F5 HA Device Group Woes

HA Device Groups. Great when they work, but I’m not sure why F5 have to make setting this up such a headache. There’s something lacking in the QA department when setting up a device group for HA causes so many problems for so many people.

This can be immensely frustrating and can lead to hair loss so here’s my checklist to get things working.

Prerequisites:

- NTP must be sync'd or things won't work. (verify with ntpstat from command line)
- Make backups of the current configs before trying to fix things!

Caveats:

- When things aren't right, the below can cause unexpected failovers - arrange an outage window!

Procedure:

i)   Add HA (Failover) VLAN on (both boxes) and assign to interface(s)
ii)  Add HA (Failover) Self IPs (both boxes) - Make sure Port Lockdown is "Allow Default"
iii) Add peer with Device Trust -> Peer List -> Add (both boxes)
iii) On each box, under Devices (self):
          - Set Device Connectivity -> ConfigSync -> Failover LAN IP
          - Set Device Connectivity -> Network Failover -> Failover LAN IP (and also MGMT if desired)
          - Set Device Connectivity -> Connection Mirroring -> Failover LAN IP (and secondary if desired)
iv) Create a Device group with Device Groups -> Create (eg: FAILOVER-GROUP) (both boxes) 
    with type sync-failover (not automatic sync)
v)  Add peer to device group (Select automatic sync if required)
vi) Sync to peer(s) – select “overwrite config”

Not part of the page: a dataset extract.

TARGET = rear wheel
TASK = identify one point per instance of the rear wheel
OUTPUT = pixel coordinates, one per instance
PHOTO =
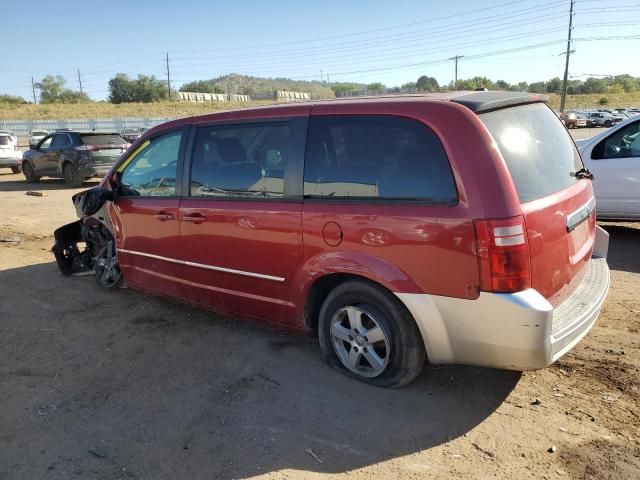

If this fails and devices still say disconnected, then:

i)   Reset Device Trust on both boxes 
           - Device Management > Device Trust > Reset Device Trust [retain current authority]
ii)  REBOOT the box with full_box_reboot at command line (obviously needs an outage window if live)
iii) Delete the peers on both boxes, and if necessary, clear out any membership of 
        device groups. Also delete the device group.
iv)  Start from/verify step iii in the first section above again.

Don’t forget to set up your routes before setting up nodes that aren’t locally attached to your external LAN. ;)

As an aside, the latest problem was with the secondary which had gone a bit nuts and had a weird error message when trying to sync, something along the lines of “couldn’t load node 71….etc”. We decided to reset it to defaults with tmsh load /sys config default before doing the above.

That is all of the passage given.